Palavras-chave: clima escolar; estresse; ansiedade; depressão; professores.


 

 

1. Introdução

Cursos técnicos de nível médio têm como função primordial a formação profissional para uma rápida inserção no mercado de trabalho. No Brasil, seu documento orientador é o Catálogo Nacional de Cursos Técnicos (CNCT), do Ministério da Educação (MEC), que disciplina a oferta de 227 cursos técnicos distribuídos em 13 eixos tecnológicos (Brasil, 2017). Quando oferecidos no mercado, os cursos técnicos apresentam proposta pedagógica que visa desenvolver competências, articulando a teoria com a prática, com vistas à ação profissional (Brasil, 2017). Para tal, precisa ter como referência, no planejamento curricular, o perfil do profissional que deseja formar, considerando o contexto da estrutura ocupacional da área ou das áreas profissionais, resultando em um plano de curso específico para cada uma das formações (Cordão, 2002).

No Brasil, os cursos técnicos de ensino médio são oferecidos por escolas públicas ou privadas. Todavia, é na escola privada que a exigência por infraestrutura adequada, salas e laboratórios, professores e gestores habilitados se acentua para que atinjam resultados financeiros e educacionais almejados (Guirado, 2017). Tal competitividade pode levar a constantes cobranças por resultados dos professores, traduzidos no clima escolar, o que costuma sobrecarregá-los, colocando em risco a saúde física e mental deles, com reflexos possíveis no trabalho (Andrade et al., 2018).

O clima escolar diz respeito ao conjunto de percepções e expectativas compartilhadas por professores, estudantes e gestores, decorrente das experiências vivenciadas no âmbito da escola referente à atmosfera psicossocial que influi em sua dinâmica e é influenciada por ela.

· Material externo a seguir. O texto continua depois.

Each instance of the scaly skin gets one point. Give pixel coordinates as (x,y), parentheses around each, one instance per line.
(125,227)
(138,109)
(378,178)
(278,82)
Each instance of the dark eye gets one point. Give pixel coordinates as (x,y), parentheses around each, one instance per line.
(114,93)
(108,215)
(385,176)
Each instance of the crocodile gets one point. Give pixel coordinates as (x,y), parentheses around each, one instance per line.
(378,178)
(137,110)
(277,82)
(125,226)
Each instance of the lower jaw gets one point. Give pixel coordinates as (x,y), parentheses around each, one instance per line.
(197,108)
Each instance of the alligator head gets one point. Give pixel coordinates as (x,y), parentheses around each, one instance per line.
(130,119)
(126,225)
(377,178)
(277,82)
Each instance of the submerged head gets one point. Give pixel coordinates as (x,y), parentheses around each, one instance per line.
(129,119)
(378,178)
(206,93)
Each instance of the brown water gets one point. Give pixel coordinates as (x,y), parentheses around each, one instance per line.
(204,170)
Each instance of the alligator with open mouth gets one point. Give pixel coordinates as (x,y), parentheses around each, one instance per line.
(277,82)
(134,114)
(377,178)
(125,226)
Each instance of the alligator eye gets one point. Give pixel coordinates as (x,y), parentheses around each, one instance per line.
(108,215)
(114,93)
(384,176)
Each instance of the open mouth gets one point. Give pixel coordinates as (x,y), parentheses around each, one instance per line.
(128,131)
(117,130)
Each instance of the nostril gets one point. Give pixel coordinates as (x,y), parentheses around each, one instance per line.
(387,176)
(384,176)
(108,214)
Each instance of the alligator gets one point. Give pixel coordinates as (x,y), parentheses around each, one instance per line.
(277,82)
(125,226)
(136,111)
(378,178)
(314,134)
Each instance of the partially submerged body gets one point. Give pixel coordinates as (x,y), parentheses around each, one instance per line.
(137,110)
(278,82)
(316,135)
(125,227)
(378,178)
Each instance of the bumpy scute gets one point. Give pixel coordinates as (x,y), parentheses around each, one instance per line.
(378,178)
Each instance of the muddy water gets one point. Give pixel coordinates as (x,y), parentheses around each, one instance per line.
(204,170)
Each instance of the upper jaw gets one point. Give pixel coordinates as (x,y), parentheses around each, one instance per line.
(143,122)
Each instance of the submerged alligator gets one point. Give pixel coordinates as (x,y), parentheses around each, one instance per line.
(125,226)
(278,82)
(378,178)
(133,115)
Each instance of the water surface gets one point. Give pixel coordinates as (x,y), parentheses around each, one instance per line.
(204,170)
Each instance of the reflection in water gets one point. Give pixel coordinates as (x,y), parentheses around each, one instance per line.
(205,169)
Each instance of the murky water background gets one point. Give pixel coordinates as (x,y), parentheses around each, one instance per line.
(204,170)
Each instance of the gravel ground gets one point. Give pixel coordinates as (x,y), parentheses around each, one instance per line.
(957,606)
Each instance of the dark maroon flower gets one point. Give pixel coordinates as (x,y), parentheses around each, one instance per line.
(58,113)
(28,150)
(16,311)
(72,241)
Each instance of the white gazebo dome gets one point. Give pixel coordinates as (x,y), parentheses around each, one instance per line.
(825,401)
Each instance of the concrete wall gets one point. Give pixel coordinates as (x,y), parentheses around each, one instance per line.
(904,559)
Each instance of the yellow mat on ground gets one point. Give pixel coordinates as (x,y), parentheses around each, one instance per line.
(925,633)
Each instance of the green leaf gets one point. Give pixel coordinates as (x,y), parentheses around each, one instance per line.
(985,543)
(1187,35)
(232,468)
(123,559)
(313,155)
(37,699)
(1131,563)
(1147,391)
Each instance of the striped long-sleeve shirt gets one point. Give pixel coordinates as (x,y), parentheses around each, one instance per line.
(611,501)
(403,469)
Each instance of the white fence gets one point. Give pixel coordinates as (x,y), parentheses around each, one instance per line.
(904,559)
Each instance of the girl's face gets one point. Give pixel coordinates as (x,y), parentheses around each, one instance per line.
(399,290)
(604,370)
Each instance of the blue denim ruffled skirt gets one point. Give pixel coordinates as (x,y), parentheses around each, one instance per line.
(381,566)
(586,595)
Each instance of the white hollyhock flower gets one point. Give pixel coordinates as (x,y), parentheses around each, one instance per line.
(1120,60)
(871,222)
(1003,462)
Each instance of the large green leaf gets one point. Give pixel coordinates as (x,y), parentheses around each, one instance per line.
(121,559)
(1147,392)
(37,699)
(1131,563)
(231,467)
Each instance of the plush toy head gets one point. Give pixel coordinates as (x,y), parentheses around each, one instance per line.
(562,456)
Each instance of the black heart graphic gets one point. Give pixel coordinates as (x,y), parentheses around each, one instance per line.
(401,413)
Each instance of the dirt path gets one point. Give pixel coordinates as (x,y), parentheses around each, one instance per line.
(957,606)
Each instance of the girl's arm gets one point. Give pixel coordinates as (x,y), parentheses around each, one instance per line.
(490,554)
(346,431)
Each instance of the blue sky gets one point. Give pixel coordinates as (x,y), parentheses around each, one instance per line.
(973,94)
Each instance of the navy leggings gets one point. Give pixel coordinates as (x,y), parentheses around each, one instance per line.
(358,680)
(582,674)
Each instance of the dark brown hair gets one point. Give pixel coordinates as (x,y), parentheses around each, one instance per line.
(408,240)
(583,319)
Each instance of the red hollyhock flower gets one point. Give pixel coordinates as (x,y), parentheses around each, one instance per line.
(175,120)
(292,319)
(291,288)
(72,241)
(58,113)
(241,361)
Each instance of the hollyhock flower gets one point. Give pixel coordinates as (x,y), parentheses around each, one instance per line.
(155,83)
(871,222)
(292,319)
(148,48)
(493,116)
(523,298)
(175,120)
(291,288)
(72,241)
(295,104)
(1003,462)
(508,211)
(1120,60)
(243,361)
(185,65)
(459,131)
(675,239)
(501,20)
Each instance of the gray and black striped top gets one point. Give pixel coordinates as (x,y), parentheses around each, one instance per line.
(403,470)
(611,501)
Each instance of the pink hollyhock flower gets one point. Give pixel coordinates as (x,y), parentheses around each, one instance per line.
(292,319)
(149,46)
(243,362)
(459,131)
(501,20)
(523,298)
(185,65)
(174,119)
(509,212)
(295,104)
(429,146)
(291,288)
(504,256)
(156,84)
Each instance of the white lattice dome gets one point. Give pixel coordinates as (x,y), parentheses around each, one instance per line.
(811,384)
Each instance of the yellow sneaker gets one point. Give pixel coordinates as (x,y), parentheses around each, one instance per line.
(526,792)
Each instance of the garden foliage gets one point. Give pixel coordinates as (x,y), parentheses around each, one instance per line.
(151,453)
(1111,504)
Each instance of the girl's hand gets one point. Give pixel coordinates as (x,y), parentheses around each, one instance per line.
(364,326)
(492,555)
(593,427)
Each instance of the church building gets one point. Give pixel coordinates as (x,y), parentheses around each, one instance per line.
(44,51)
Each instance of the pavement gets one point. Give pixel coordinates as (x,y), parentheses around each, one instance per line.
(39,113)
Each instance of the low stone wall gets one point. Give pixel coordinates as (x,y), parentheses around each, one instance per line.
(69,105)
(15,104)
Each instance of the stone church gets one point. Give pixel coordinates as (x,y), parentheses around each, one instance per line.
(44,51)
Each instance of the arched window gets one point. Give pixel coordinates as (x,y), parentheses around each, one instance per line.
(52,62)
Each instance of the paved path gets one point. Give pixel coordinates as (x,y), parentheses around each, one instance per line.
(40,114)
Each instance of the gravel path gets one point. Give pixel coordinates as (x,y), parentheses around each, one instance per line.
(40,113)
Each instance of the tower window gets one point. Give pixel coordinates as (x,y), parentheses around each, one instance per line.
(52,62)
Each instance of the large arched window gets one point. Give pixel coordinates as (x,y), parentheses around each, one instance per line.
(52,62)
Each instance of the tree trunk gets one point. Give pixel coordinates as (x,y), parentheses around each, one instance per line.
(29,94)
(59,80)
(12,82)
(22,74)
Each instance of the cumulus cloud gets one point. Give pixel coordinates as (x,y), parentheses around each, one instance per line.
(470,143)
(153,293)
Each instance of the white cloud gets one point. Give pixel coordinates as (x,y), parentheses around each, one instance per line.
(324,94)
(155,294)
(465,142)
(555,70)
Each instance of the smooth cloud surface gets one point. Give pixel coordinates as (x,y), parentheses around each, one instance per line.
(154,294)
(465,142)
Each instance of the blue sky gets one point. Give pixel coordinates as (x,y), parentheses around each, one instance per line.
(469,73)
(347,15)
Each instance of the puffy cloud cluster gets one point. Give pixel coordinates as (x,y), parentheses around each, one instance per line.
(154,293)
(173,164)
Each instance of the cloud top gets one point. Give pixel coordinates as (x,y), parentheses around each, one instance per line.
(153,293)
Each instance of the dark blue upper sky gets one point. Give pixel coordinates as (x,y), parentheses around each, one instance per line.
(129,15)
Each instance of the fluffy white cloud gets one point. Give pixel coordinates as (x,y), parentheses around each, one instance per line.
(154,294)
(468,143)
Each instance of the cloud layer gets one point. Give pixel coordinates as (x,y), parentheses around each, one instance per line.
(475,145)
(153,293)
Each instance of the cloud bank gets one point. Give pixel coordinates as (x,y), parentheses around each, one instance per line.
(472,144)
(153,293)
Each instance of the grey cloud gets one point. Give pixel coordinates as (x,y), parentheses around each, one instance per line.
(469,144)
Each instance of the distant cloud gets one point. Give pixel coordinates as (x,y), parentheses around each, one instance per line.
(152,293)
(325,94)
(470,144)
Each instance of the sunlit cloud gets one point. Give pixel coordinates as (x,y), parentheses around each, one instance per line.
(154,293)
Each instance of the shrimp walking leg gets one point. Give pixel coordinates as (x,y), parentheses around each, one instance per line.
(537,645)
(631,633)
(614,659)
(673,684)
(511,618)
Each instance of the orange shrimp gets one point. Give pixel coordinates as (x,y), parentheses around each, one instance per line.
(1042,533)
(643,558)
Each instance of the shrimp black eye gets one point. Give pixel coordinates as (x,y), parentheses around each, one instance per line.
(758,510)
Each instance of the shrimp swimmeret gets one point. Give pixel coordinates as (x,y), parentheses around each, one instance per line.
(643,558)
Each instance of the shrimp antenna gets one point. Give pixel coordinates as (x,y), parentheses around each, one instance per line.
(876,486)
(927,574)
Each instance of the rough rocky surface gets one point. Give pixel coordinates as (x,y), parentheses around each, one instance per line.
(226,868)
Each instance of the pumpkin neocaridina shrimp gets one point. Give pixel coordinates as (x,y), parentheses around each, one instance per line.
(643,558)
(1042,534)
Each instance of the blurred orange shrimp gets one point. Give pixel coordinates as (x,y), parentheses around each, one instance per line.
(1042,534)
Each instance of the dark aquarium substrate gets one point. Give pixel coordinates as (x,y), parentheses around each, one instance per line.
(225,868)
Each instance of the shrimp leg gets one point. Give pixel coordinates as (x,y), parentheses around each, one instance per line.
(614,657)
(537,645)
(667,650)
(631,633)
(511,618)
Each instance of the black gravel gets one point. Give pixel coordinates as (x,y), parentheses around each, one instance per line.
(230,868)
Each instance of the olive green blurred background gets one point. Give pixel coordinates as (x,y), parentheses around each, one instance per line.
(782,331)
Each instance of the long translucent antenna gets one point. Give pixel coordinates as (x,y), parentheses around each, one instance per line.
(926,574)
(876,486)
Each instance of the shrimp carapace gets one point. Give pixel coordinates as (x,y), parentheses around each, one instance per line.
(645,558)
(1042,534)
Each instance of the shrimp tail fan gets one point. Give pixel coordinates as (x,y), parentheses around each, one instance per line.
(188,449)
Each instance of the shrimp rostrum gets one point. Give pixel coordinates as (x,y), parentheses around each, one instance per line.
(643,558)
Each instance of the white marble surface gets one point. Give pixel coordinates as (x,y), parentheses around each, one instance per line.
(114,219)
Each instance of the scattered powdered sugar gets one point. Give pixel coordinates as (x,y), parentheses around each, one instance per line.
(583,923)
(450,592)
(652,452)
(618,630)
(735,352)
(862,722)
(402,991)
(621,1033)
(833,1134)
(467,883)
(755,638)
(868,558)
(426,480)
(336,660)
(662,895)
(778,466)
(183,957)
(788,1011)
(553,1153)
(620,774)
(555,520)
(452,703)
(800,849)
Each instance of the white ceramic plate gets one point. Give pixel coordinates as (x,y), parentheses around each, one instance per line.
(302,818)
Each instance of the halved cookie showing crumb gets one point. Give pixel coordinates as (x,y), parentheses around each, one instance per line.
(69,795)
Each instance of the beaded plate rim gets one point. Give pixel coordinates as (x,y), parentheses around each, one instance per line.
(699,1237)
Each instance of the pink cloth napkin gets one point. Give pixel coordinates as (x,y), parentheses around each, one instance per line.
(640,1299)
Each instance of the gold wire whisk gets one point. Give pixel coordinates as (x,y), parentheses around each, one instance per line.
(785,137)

Desse modo, interfere na qualidade de vida e no processo de ensino e aprendizagem (Moro, Vinha, & Morais, 2019). Nesse contexto, são apreciados alguns fatores como normas, objetivos, valores, relações humanas, organização e estrutura física, pedagógica e administrativa da instituição. Estudos nacionais sobre clima escolar pela percepção docente indicam diferentes direções e enfoques e, em geral, são realizados em escolas públicas de ensinos fundamental e médio.

No estado do Espírito Santo, um estudo buscou compreender como os professores dos ensinos fundamental e médio percebiam e avaliavam o clima escolar e se havia relação entre a qualidade dessa avaliação e o desempenho escolar apresentado pelos estudantes. Os resultados indicaram que quanto melhor o clima escolar, mais satisfatório era o desempenho dos estudantes (Colombo, 2018). No estado do Amazonas, em uma escola de ensinos fundamental e médio, avaliou-se o clima escolar pela percepção docente quanto à indisciplina e violência, com vistas a identificar como os conflitos eram mediados e propor uma sistemática estruturada para sua resolução. Os resultados revelaram que as estratégias de resolução de conflitos não eram efetivas por causa da falta de informação, o que foi identificado como causa primária do clima escolar tóxico (Guedes, 2017).

Proporcionar uma reflexão sobre a cultura da paz em escolas públicas brasileiras de ensinos fundamental e médio e sua relação com o clima escolar foi o objetivo da pesquisa de Ribeiro, Ribeiro e Tunice (2018). Os resultados indicaram que a constante participação dos docentes nos processos decisórios da escola aumentava o seu nível de satisfação, motivação e responsabilidade, refletindo em um clima escolar positivo para o trabalho e atuando como um reforço da cultura pretendida.

No contexto internacional, os estudos sobre clima escolar pela percepção docente são mais frequentes. Em uma escola pública de ensino médio no estado de Nova Jersey, nos Estados Unidos, uma pesquisa associou o comportamento do diretor, como demonstração de apreço, estímulo da liderança, encorajamento para assumir riscos e liberdade para tomar decisões na relação com professores, ao clima escolar. Os resultados indicaram que os professores sentiam respeito, valorização, encorajamento e respaldo da direção, refletidos em um clima escolar positivo (Brown, 2018). Em outro contexto, avaliou-se a relação entre a violência armada e o clima de seis escolas públicas de ensinos fundamental e médio em um dos distritos escolares da Pensilvânia, nos Estados Unidos, e observou-se uma associação negativa em relação às campanhas de conscientização realizadas (Hartz, 2018).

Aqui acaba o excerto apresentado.